[Bioperl-l] Re: [Bioperl-guts-l] bioperl commit

Aaron J. Mackey amackey at pcbi.upenn.edu
Fri Jul 16 07:16:54 EDT 2004


On second (or third) thought, perhaps it would be better to formulate 
it like this:

   # oops, just read the first line of fasta record ...
   my $fasta = $line;
   while ( # still fasta, not gff # ) {
     $fasta .= $line;
   }
   # convert to seq:
   $seq = Bio::SeqIO->new(-fh => IO::String->new($fasta), -format => 
"fasta")->next_seq;

Otherwise, no matter how we fiddle with _readline, it's going to be 
ugly to "share" $self->{_readline} between two distinct objects.

-Aaron

On Jul 15, 2004, at 7:00 PM, Aaron J Mackey wrote:

>
> On Thu, 15 Jul 2004, Chris Mungall wrote:
>
>> However, the fasta parser sets the input record seperator $/=">\n", 
>> so I
>> actually have to read in up to but NOT including the next ^\> (or end 
>> of
>> file).

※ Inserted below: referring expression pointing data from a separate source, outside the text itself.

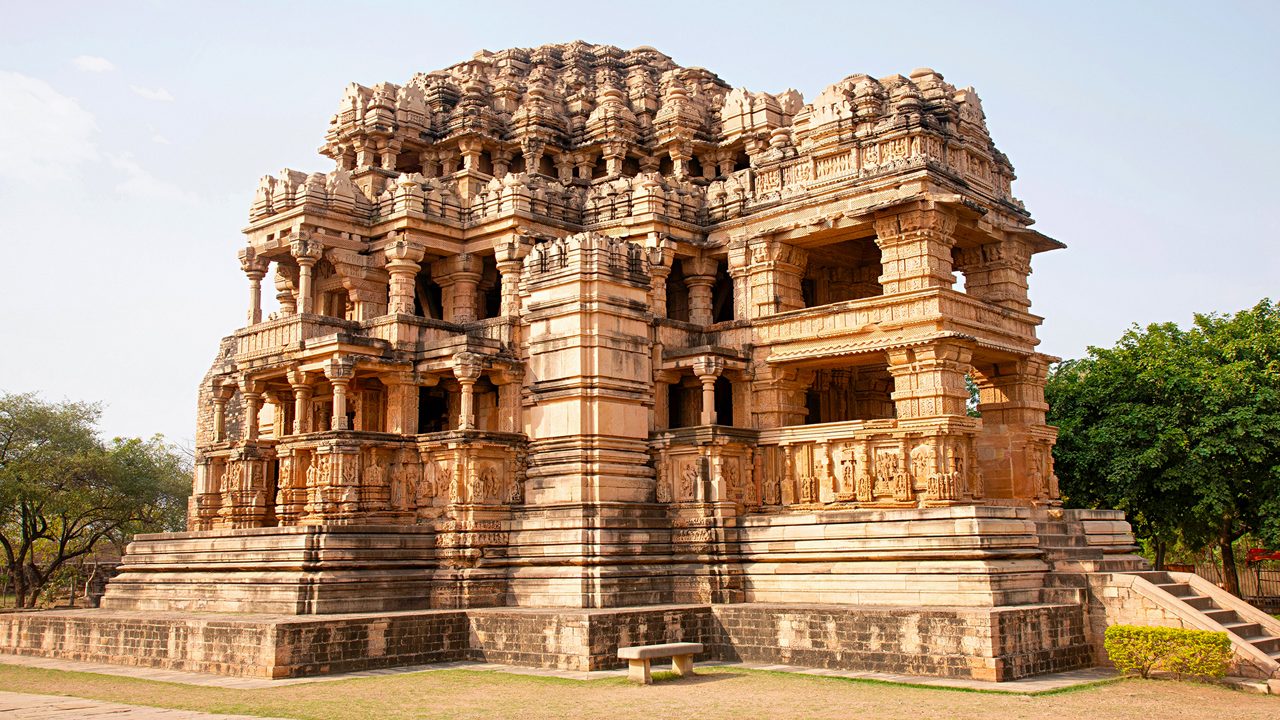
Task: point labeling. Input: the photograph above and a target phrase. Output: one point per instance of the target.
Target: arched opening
(428, 296)
(723, 401)
(722, 295)
(433, 410)
(677, 294)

Which means I actually have to switch $/ within the GFF parser!
>
> Hmm, doesn't it switch to "\n>" you mean?  Regardless, why should you 
> have to worry about it?  You _pushback, you send off to the next 
> parser; if it changes what $/ is, then Bio::Root::IO::_readline (or 
> maybe just a fasta.pm overriden version) could/should be savvy to it 
> (comments from the gallery?):
>
> Index: IO.pm
> ===================================================================
> RCS file: /home/repository/bioperl/bioperl-live/Bio/Root/IO.pm,v
> retrieving revision 1.51
> diff -r1.51 IO.pm
> 420,422c420,422
> <            Note also that the current implementation does not handle 
> pushed
> <            back input correctly unless the pushed back input ends 
> with the
> <            value of $/.
> ---
>>            Note also that the current implementation does handle
>>            pushed back input correctly when the pushed back input
>>            doesn't end with whatever is the local value of $/.
> 441a442,455
>>
>>     # If $/ has changed since the push back occurred, we may need to
>>     # adjust the buffering ...
>>     if (defined($line) && defined($/) && $line =~ m!$/!) {
>>       # $/ is defined (not in file-slurp mode); does our current
>>       # line have too much stuff already?
>>       if (length($')) {
>>           $line = "$`$/";
>>           unshift @{$self->{'_readbuffer'}}, $';
>>         }
>>     } elsif (!eof($fh)) {
>>         # need to read some more ...
>>         $line .= <$fh>;
>>     }
>
>
>> The simple solution is to force everyone to preceed the fasta section 
>> with
>> a ##FASTA directive - however, the spec says this is optional.
>
> Nah, the simple solution is to fix BioPerl ;)
>
>> Of course, I could just go back to my own 8-line fasta parsing code
>> within GFF.pm.....
>
> No, then you'd need to worry about it keeping in sync with 
> SeqIO/fasta.pm, which is what we're trying to avoid, if possible.
>
> I repeat: thanks for the hard work!
>
> -Aaron
>
--
Aaron J. Mackey, Ph.D.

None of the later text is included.